You can now run the migration: rails db:migrate and create the associated model:

class PostEmbedding < VectorRecord
  belongs_to :post
  belongs_to :blog

  has_neighbors :embedding
endlang-ruby

As you can see in the model, we'll be using the neighbor gem to add nearest neighbor search to ActiveRecord. In particular, the gem defines nearest_neighbors method that we'll use to find related articles:

Post.first.post_embeddings.nearest_neighbors(:embedding, distance: "euclidean").where(blog: blog).first(5)
lang-ruby

Of course, we'll need to generate the embeddings first. A simple POST request to the OpenAI API will get us our vector. Right now, the text-embedding-3-small model is both very inexpensive and provides decent results, so we'll use that. In any case, it's easy enough to regenerate the embeddings later if we need to.

def insert_embedding
  embedding = generate_openai_embedding
  PostEmbedding.find_or_create_by!(post: self, blog: blog).update!(embedding: embedding)
end

private

def generate_openai_embedding
  response = HTTParty.post(
    "https://api.openai.com/v1/embeddings",
    headers: {
      "Authorization" => "Bearer #{Rails.application.credentials.openai_api_key}",
      "Content-Type" => "application/json"
    },
    body: {
      model: "text-embedding-3-small",
      input: title.to_s + "\n" + content&.to_plain_text.to_s
    }.to_json
  )

  response["data"][0]["embedding"]
end
lang-ruby

We're ready to display related articles. Since PostEmbedding is a standard Rails model, there's nothing special to do here. However, considering that we're connecting to a remote database, the latency is going to be much higher than usual.
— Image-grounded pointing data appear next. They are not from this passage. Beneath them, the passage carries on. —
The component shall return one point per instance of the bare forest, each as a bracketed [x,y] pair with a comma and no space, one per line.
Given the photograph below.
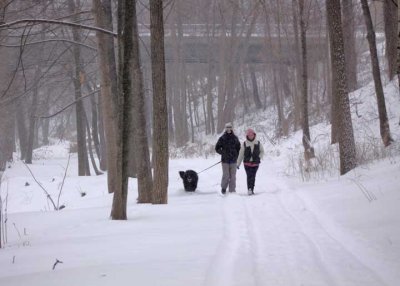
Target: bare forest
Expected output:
[129,84]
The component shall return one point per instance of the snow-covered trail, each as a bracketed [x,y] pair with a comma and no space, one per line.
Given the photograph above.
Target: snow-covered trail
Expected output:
[273,239]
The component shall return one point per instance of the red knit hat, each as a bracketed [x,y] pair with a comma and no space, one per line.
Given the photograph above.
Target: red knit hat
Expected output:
[250,132]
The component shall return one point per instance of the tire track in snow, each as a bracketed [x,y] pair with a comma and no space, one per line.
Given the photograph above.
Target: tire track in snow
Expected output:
[234,263]
[266,242]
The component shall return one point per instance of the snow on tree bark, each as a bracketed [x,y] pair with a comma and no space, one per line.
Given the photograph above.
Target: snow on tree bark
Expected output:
[347,150]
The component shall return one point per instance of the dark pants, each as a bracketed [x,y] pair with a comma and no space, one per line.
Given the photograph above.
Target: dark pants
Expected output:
[251,176]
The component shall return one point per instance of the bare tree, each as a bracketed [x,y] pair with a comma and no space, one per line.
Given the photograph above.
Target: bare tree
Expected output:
[109,91]
[126,12]
[383,119]
[308,149]
[347,148]
[83,160]
[391,19]
[350,43]
[160,115]
[140,136]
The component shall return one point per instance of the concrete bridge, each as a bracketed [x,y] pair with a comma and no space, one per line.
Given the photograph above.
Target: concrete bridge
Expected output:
[200,49]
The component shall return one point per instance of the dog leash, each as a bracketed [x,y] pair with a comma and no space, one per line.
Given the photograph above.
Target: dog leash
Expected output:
[209,167]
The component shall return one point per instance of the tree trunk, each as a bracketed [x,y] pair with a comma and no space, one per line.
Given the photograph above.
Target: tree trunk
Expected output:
[256,95]
[109,92]
[32,123]
[144,176]
[103,144]
[347,149]
[160,115]
[383,119]
[297,51]
[350,44]
[21,127]
[308,149]
[95,129]
[83,161]
[126,12]
[391,20]
[89,147]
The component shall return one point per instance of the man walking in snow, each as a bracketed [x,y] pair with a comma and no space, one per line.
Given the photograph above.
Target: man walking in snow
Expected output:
[228,146]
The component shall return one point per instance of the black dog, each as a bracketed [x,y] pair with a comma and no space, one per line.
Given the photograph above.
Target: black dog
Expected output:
[190,180]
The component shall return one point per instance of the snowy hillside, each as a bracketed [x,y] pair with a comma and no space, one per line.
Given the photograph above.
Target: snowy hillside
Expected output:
[319,229]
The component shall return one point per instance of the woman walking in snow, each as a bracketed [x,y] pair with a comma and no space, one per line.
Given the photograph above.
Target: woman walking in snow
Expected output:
[251,153]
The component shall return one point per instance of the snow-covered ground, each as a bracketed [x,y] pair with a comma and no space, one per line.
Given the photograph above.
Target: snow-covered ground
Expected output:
[290,233]
[339,231]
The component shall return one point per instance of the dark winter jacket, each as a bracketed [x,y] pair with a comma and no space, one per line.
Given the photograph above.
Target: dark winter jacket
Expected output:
[251,153]
[228,146]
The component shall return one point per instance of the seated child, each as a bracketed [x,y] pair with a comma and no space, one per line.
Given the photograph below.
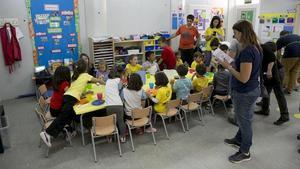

The solution I implemented is to move the related posts section to a turbo frame that gets eager-loaded. We then add a cache to the HTML response:

class RelatedController < BlogController
  def show
    @post = Post.find(params[:post_id])

    expires_in 1.day, public: true

    render "posts/related", layout: false, cached: true
  end
end
lang-ruby

And that's it! The page isn't slowed down, cost is negligible, and we can use vectors even with vanilla SQLite.